The function definition piece evokes function composition in the purely mathematical sense. I have two functions $f$ and $g$, and I want to chain them together. I write the composition $g \cdot f$, which is a new function that means "do $g$ after $f$".
If we wanted, we could write some operators to help us build and read these compositions.
`%.%` = purrr::compose
`%;%` = purrr::partial(purrr::compose, .dir = "forward")
Or we could use the purrr::compose function directly.
Bigger example with re-usable functions
I want to
- compute a ratio of bill length to depth
- group by species
- find the mean of this new ratio column.
First thing to note, I can write each of these steps as their own functions outside of the context where they are deployed, such as a library module (hint hint!).

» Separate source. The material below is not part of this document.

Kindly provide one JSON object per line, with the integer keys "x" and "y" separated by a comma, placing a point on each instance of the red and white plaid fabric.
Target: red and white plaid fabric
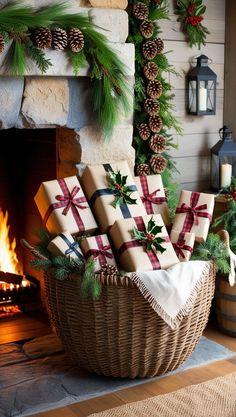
{"x": 69, "y": 201}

by_species = d_group_by(species, .add = TRUE)
compute_length_to_depth = d_mutate(
bill_length_to_depth = bill_length_mm / bill_depth_mm
)
# this function won't work unless this variable exists on the data we pass,
# but I can still define the fn wherever I want.

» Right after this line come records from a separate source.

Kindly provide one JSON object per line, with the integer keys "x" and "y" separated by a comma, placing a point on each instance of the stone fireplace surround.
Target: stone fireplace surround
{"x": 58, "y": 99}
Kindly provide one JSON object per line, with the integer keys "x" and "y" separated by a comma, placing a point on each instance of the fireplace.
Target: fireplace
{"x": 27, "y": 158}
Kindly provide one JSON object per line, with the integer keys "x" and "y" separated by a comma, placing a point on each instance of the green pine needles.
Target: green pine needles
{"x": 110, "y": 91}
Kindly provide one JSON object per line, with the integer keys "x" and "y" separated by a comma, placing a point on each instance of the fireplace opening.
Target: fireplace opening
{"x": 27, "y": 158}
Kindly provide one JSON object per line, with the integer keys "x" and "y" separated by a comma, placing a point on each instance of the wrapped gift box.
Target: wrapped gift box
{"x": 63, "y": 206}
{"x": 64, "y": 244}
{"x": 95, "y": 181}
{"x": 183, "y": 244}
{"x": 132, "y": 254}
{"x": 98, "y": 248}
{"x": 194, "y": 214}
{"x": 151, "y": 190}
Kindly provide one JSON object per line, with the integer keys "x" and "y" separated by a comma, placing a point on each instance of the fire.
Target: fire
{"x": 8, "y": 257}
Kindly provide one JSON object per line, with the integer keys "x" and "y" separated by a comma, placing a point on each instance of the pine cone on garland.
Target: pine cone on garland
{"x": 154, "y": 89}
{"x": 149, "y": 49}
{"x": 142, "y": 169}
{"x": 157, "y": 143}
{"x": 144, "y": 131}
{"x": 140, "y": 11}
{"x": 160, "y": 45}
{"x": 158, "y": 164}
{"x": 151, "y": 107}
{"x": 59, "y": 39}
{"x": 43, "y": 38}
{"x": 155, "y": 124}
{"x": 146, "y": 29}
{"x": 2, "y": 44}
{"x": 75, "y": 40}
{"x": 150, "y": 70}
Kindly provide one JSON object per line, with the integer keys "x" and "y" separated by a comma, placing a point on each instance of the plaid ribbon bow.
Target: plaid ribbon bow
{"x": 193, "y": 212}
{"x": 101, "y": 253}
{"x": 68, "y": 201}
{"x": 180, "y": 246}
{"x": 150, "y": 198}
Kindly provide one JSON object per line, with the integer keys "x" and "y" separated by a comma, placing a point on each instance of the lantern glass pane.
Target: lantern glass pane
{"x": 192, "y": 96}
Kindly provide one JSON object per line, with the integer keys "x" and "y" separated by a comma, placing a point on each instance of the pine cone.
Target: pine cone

mean_bill_ratio = d_summarize(
avg_bill_ratio = mean(bill_length_to_depth, na.rm = TRUE),
.groups = "drop"
)
I can now write a "data pipeline" not as eager actions on data, but as functions that don't need to know anything about data. Because there is no data here, I could also define this wherever I wanted.

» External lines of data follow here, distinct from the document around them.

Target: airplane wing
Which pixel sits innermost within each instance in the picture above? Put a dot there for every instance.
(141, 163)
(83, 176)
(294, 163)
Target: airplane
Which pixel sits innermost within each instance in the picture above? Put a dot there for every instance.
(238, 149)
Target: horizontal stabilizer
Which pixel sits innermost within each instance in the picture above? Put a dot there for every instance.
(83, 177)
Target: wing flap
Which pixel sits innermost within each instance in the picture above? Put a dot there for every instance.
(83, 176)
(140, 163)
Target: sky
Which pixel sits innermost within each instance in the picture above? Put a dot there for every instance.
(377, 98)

# using "right" / "postfix" composition
species_mean_bill_ratio = compute_length_to_depth %;%
by_species %;%
mean_bill_ratio
Since my pipeline is a function, it is simple to apply it to any dataset I want. For instance, here it is on the full dataset:
species_mean_bill_ratio(penguins)
## # A tibble: 3 × 2
## species avg_bill_ratio
## <fct> <dbl>
## 1 Adelie 2.12
## 2 Chinstrap 2.65
## 3 Gentoo 3.18
But let's say I wanted to group by year and sex as well, and compute the same pipeline.
penguins |>
group_by(year, sex) |>
species_mean_bill_ratio()
## # A tibble: 22 × 4
## year sex species avg_bill_ratio
## <int> <fct> <fct> <dbl>
## 1 2007 female Adelie 2.10
## 2 2007 female Chinstrap 2.61
## 3 2007 female Gentoo 3.22
## 4 2007 male Adelie 2.05
## 5 2007 male Chinstrap 2.66
## 6 2007 male Gentoo 3.19
## 7 2007 <NA> Adelie 2.07
## 8 2007 <NA> Gentoo 3.11
## 9 2008 female Adelie 2.10
## 10 2008 female Chinstrap 2.66
## # ℹ 12 more rows
Closing thoughts
The proposition of a delayed / functional approach to data manipulation is that you can define large transformations by defining many small transformations that can be chained, reordered, and so on.
What we want to achieve here is modularity. Many of the "steps" in your pipeline are not dependent on the exact state of your data in the pipeline at the time that they are called, so why shouldn't I define these function apart from where they interact with specific data? In this approach, your "pipeline" isn't a dataset being transformed; it is the recipe for transforming any dataset.